A Cuban passes by on a cruise ship very close to Havana, and his excitement says it all: "So my mom can see it."

A Cuban woman recorded the coastline of Havana from a cruise ship, and her excitement went viral: "right up close, so my mom can see it."



Cruise near CubaPhoto © @bisbelis / TikTok

A Cuban identified on TikTok as @bisbelis posted a video last Wednesday recorded from a cruise ship sailing very close to the coast of Havana, and her excited reaction went viral in just a few days.

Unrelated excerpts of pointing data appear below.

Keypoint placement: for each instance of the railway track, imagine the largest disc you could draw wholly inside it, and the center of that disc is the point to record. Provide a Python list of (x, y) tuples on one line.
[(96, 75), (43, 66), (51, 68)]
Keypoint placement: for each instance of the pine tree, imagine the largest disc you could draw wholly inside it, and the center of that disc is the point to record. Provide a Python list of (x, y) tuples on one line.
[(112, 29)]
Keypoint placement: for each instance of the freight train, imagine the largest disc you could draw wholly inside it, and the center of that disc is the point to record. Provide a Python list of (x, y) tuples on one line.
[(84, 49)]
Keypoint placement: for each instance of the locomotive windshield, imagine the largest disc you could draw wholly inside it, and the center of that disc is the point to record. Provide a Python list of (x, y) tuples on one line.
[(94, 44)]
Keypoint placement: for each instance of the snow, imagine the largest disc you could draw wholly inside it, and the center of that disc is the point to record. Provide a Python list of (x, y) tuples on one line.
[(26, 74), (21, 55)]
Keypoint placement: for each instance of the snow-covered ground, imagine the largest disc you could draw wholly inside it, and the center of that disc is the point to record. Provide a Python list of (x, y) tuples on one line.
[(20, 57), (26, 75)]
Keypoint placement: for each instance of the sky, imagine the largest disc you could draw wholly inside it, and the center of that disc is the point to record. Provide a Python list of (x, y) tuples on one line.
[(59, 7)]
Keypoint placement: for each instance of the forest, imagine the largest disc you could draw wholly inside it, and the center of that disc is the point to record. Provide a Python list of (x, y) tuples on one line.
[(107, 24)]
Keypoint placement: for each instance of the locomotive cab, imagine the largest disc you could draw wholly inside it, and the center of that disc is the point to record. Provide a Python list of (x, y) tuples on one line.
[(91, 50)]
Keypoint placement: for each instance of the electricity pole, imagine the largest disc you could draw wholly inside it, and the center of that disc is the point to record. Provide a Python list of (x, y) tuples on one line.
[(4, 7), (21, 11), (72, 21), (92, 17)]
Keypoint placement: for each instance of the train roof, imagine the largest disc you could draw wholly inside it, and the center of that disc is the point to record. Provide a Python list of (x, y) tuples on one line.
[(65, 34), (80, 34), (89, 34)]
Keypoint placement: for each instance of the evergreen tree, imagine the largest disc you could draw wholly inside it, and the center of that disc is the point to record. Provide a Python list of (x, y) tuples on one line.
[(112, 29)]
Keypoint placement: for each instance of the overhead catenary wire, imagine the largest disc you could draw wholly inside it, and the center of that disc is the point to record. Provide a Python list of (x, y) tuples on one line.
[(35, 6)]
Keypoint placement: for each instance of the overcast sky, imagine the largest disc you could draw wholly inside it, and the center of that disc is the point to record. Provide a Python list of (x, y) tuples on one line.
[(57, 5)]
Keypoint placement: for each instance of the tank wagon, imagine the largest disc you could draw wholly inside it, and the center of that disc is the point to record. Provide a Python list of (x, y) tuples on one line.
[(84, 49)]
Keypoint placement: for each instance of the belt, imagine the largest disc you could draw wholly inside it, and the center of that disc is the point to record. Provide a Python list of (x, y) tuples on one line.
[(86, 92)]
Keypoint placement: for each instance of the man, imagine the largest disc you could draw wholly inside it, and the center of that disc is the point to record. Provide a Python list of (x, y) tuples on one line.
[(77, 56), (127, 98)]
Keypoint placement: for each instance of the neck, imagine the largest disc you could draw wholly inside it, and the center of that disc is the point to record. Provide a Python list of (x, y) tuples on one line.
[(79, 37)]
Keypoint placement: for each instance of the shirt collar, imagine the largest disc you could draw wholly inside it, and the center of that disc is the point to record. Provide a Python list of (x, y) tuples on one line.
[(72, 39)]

In the three-minute and five-second clip, Bisbelis films the Havana coastline while exclaiming: “little Cuba, little Cuba, little Cuba, little Cuba, so close for my mom to see, look at this, my God, incredible.”

The phrase says it all: the author records the video so that her mother, presumably in Cuba, can see the cruise ship passing by her city.

From the deck of the ship, Bisbelis identifies out loud the most recognizable landmarks of the Havana coastline: the Hotel Meliá Habana, in Miramar; the Riviera Hotel, by the Malecón in Vedado; and the Neptune and Triton fountain, on 3rd Avenue in Miramar, which he excitedly repeats: "Neptune and Triton, Neptune and Triton, Neptune and Triton."

"I see it clearly at the Meliá Habana, at the Meliá Habana it's very clear," he says as the camera focuses on the building from the sea.

He also mentions the Plaza de la Revolución, which he says can be seen from that distance, and he can't help but compare the stroll to other destinations: "the Malecón in Havana was a lot prettier to visit than going to the Bahamas, a thousand times."

The video accumulated over 261,000 views, 11,000 likes, 700 comments, and 2,654 shares, figures that reflect how much this scene resonates with the Cuban diaspora.

Bisbelis also lets slip, with barely concealed nostalgia, that the situation wasn’t always this way: "There used to be cruises," she says, and adds with resignation, "And what happened? The same."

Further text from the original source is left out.